Tackle Student Loans Selectively
You might feel inferior if you have student loans. 1 financial goal is to pay them off as fast as possible. However, not all student loans are created equal; private loans typically have higher interest rates and should be paid off first.
After that, as you work toward other financial objectives like saving, you might think about repaying any federal student loans with low-interest rates more gradually.
Don’t Succumb to Lifestyle Inflation
The most crucial thing you can do right away to achieve your savings goals is to stop lifestyle inflation, which is the propensity we have to raise our standard of living whenever we start earning more money.
You’re probably not living the high life yet at age 21. The better off you will be, the longer you can keep up any frugal habits you’ve developed.
That doesn’t mean you have to eat only rice and beans all the time or share a room with someone. On the other hand, as the size of your paycheck grows, your expenses should grow less, and you can save the difference.
Where Should a 21-Year-Old Save Their Money?
Saving doesn’t just entail raising your income and cutting back on your expenses. In fact, there are ways to make money work for you rather than the other way around.
If you’ve read my blog before, you know how I feel about investing and compound interest. It seems like the most effective way for someone in the middle class to become a millionaire.

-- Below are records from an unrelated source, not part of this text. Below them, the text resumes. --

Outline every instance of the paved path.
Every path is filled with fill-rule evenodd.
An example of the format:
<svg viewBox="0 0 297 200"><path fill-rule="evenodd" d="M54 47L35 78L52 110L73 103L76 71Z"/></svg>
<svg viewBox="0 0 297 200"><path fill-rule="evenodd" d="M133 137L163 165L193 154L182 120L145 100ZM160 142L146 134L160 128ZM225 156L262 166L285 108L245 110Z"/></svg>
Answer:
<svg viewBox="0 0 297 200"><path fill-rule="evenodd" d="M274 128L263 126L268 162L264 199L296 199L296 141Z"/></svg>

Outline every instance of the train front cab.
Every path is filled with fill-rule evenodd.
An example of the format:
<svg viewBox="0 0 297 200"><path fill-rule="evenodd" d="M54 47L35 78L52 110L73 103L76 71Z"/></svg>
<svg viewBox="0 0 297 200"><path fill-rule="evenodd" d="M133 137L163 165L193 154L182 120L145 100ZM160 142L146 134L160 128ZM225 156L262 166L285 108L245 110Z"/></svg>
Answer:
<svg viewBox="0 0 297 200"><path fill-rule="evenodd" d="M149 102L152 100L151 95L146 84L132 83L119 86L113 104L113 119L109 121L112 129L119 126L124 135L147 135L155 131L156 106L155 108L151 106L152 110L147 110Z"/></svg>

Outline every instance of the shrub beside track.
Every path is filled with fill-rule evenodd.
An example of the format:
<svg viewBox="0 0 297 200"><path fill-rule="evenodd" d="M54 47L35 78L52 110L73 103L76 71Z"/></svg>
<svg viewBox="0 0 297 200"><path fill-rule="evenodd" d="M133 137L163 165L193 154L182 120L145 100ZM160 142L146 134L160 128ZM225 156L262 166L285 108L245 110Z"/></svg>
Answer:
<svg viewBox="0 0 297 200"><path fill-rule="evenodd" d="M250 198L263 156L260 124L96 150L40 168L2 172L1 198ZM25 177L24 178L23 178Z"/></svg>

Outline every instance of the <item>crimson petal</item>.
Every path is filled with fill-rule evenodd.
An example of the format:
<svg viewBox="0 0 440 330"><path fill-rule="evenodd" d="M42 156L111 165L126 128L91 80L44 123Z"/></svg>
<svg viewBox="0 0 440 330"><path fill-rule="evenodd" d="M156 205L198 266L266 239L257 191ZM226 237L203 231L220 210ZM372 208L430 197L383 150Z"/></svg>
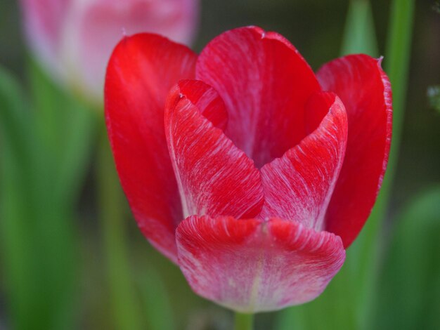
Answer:
<svg viewBox="0 0 440 330"><path fill-rule="evenodd" d="M226 105L227 136L258 168L306 135L304 107L321 91L295 48L256 27L228 31L203 49L196 78L214 87Z"/></svg>
<svg viewBox="0 0 440 330"><path fill-rule="evenodd" d="M346 248L370 215L388 161L392 93L380 62L348 55L325 65L317 74L323 88L341 98L348 117L345 160L326 216L326 230L340 236Z"/></svg>
<svg viewBox="0 0 440 330"><path fill-rule="evenodd" d="M191 216L176 237L179 264L193 289L240 312L309 301L345 259L337 236L278 218Z"/></svg>
<svg viewBox="0 0 440 330"><path fill-rule="evenodd" d="M260 218L295 220L320 231L344 161L347 114L334 93L323 92L311 98L306 112L306 126L318 128L261 169L264 206Z"/></svg>
<svg viewBox="0 0 440 330"><path fill-rule="evenodd" d="M196 58L162 37L136 34L116 46L105 78L105 119L122 187L143 234L174 261L183 217L164 109L171 87L194 77Z"/></svg>
<svg viewBox="0 0 440 330"><path fill-rule="evenodd" d="M263 204L259 172L252 161L202 114L214 114L211 107L221 113L218 103L199 102L206 107L203 109L191 102L205 98L199 98L200 93L212 95L215 91L198 81L192 82L192 87L186 81L184 88L177 86L170 92L165 110L165 134L183 214L254 216Z"/></svg>

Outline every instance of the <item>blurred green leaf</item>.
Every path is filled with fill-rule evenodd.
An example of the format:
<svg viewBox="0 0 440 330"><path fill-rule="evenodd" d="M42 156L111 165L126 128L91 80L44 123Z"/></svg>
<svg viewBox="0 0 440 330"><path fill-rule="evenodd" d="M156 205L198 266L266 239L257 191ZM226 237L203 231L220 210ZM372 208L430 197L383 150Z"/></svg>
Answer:
<svg viewBox="0 0 440 330"><path fill-rule="evenodd" d="M143 319L130 267L124 216L127 202L115 168L103 120L101 128L96 183L112 317L116 329L137 330L142 329Z"/></svg>
<svg viewBox="0 0 440 330"><path fill-rule="evenodd" d="M151 330L174 330L176 328L169 294L162 277L151 267L145 267L141 274L140 286L143 313L147 329Z"/></svg>
<svg viewBox="0 0 440 330"><path fill-rule="evenodd" d="M35 126L49 157L44 161L56 164L54 195L72 204L89 164L97 114L56 85L32 60L28 69Z"/></svg>
<svg viewBox="0 0 440 330"><path fill-rule="evenodd" d="M17 329L72 329L78 283L73 206L93 115L33 77L31 86L39 89L31 106L0 71L1 235L10 322Z"/></svg>
<svg viewBox="0 0 440 330"><path fill-rule="evenodd" d="M373 329L440 327L440 186L396 219L381 272Z"/></svg>
<svg viewBox="0 0 440 330"><path fill-rule="evenodd" d="M370 1L351 0L349 6L342 55L364 53L377 56L377 42Z"/></svg>
<svg viewBox="0 0 440 330"><path fill-rule="evenodd" d="M369 1L351 0L341 53L360 53L376 56L377 44ZM276 329L359 329L365 309L363 291L374 263L371 246L377 230L368 222L347 251L342 269L325 291L313 301L280 312Z"/></svg>

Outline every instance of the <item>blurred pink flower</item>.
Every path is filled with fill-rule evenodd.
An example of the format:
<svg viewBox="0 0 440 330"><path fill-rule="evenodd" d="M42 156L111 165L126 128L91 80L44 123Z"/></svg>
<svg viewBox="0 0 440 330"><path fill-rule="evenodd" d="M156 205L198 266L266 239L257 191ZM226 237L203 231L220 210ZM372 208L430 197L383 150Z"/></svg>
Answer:
<svg viewBox="0 0 440 330"><path fill-rule="evenodd" d="M158 33L188 44L199 0L21 0L32 51L60 82L101 103L105 67L124 34Z"/></svg>

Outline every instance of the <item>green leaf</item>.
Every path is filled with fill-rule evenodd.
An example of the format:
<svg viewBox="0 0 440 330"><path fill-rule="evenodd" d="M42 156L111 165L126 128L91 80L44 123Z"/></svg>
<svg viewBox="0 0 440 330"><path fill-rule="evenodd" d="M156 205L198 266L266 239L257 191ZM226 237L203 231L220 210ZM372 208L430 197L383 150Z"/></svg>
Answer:
<svg viewBox="0 0 440 330"><path fill-rule="evenodd" d="M151 330L175 329L169 294L159 273L151 267L145 267L138 282L147 329Z"/></svg>
<svg viewBox="0 0 440 330"><path fill-rule="evenodd" d="M440 186L419 196L396 219L372 329L438 329L439 220Z"/></svg>

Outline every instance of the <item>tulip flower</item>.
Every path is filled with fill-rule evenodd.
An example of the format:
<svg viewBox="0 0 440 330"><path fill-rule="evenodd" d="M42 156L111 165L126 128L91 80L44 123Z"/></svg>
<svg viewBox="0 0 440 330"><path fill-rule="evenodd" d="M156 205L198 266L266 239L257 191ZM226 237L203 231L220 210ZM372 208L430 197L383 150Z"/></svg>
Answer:
<svg viewBox="0 0 440 330"><path fill-rule="evenodd" d="M348 55L315 74L255 27L198 55L153 34L116 46L105 107L121 183L142 232L197 293L254 312L324 290L387 167L380 62Z"/></svg>
<svg viewBox="0 0 440 330"><path fill-rule="evenodd" d="M123 34L160 33L188 44L198 0L22 0L30 44L58 81L102 102L105 65Z"/></svg>

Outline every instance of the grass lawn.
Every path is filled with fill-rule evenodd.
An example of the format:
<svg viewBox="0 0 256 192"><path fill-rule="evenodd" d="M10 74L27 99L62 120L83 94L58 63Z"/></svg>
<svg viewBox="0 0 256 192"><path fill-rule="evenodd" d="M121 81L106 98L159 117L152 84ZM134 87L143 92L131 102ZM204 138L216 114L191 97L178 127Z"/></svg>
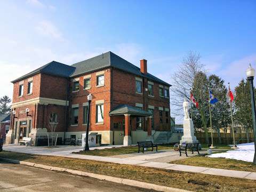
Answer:
<svg viewBox="0 0 256 192"><path fill-rule="evenodd" d="M214 145L214 147L217 147L217 149L231 149L231 147L228 146L227 145L224 144L216 144ZM202 144L202 148L209 149L208 144Z"/></svg>
<svg viewBox="0 0 256 192"><path fill-rule="evenodd" d="M149 149L149 148L148 148ZM161 145L158 146L158 150L173 149L173 146L171 145ZM154 148L154 150L155 150ZM81 151L79 152L73 152L74 154L95 155L100 156L109 156L116 155L127 154L130 153L137 153L138 146L129 146L121 147L113 147L111 148L103 149L94 149L89 151Z"/></svg>
<svg viewBox="0 0 256 192"><path fill-rule="evenodd" d="M252 163L224 158L194 156L170 163L256 172L256 165Z"/></svg>
<svg viewBox="0 0 256 192"><path fill-rule="evenodd" d="M0 157L26 161L196 191L255 191L254 180L62 157L3 151ZM199 184L193 184L191 180Z"/></svg>

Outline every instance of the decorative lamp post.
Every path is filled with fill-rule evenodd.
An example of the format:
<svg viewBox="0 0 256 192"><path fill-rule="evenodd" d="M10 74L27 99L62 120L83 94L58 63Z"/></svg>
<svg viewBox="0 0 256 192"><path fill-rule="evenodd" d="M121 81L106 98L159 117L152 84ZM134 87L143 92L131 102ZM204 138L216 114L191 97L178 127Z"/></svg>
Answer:
<svg viewBox="0 0 256 192"><path fill-rule="evenodd" d="M251 64L246 70L247 79L250 82L250 90L251 92L251 102L252 104L252 125L253 127L253 134L254 140L254 157L253 158L253 164L256 164L256 117L255 109L255 98L254 90L253 87L253 78L255 76L255 70Z"/></svg>
<svg viewBox="0 0 256 192"><path fill-rule="evenodd" d="M90 128L90 108L91 107L91 101L92 101L92 95L90 93L87 96L87 100L88 100L88 111L87 113L87 128L86 135L85 136L85 145L84 146L84 151L89 150L89 145L88 143L88 139L89 138L89 128Z"/></svg>

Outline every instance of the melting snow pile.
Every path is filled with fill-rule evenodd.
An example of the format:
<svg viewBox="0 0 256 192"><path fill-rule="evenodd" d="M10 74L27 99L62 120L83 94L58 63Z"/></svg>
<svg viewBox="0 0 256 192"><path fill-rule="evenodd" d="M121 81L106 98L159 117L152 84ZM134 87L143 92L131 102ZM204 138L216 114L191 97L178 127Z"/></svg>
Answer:
<svg viewBox="0 0 256 192"><path fill-rule="evenodd" d="M254 155L254 143L243 143L237 145L238 148L235 150L226 153L214 154L208 155L210 157L222 157L252 162Z"/></svg>

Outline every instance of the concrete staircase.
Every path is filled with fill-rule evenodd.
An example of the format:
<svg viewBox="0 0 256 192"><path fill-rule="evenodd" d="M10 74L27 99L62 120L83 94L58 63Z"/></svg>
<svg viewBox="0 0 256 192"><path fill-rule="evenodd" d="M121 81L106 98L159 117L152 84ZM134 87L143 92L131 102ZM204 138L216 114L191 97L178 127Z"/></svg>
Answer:
<svg viewBox="0 0 256 192"><path fill-rule="evenodd" d="M154 143L167 143L171 136L171 133L167 131L157 131L154 137Z"/></svg>

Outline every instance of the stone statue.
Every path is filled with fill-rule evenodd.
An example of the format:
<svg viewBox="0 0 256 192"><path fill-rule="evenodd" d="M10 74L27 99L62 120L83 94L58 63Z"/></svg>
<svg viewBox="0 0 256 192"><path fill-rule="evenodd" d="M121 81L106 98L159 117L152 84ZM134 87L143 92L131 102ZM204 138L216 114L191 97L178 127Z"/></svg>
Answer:
<svg viewBox="0 0 256 192"><path fill-rule="evenodd" d="M184 118L189 119L189 116L188 115L188 102L186 99L184 99L184 102L183 102L183 109L184 110Z"/></svg>

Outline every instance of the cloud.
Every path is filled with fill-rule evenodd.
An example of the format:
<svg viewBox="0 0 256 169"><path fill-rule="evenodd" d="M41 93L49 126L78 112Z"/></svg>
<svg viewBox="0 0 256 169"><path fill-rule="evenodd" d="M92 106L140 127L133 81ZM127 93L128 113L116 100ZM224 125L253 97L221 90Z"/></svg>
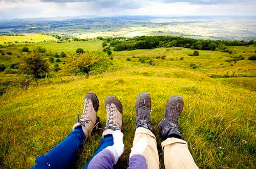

However, a great deal of time is required.
In other words, as a 21-year-old, if you invest 10% of your income over the course of your working years, let’s say from 21 to 65, and you earn an average return of 7% to 10% over that 45-year period, you will be able to retire very, very comfortably.
Therefore, even though I generally avoid giving out specific investment advice on where to invest money, I would strongly encourage any 21-year-old to learn more about how they can effectively invest and grow their money for retirement.
Conclusion
If your savings account only has 20% of your annual income saved up, don’t give up. Despite this, you should continue saving as much as you can to make sure that you won’t have too many financial concerns when you retire.
Don’t panic over how much you have right now and whether that’s “right” for your age. Concentrate on your needs and the means of obtaining them. Don’t be under the impression that it’s “too late” now or that you missed the boat on being financially responsible.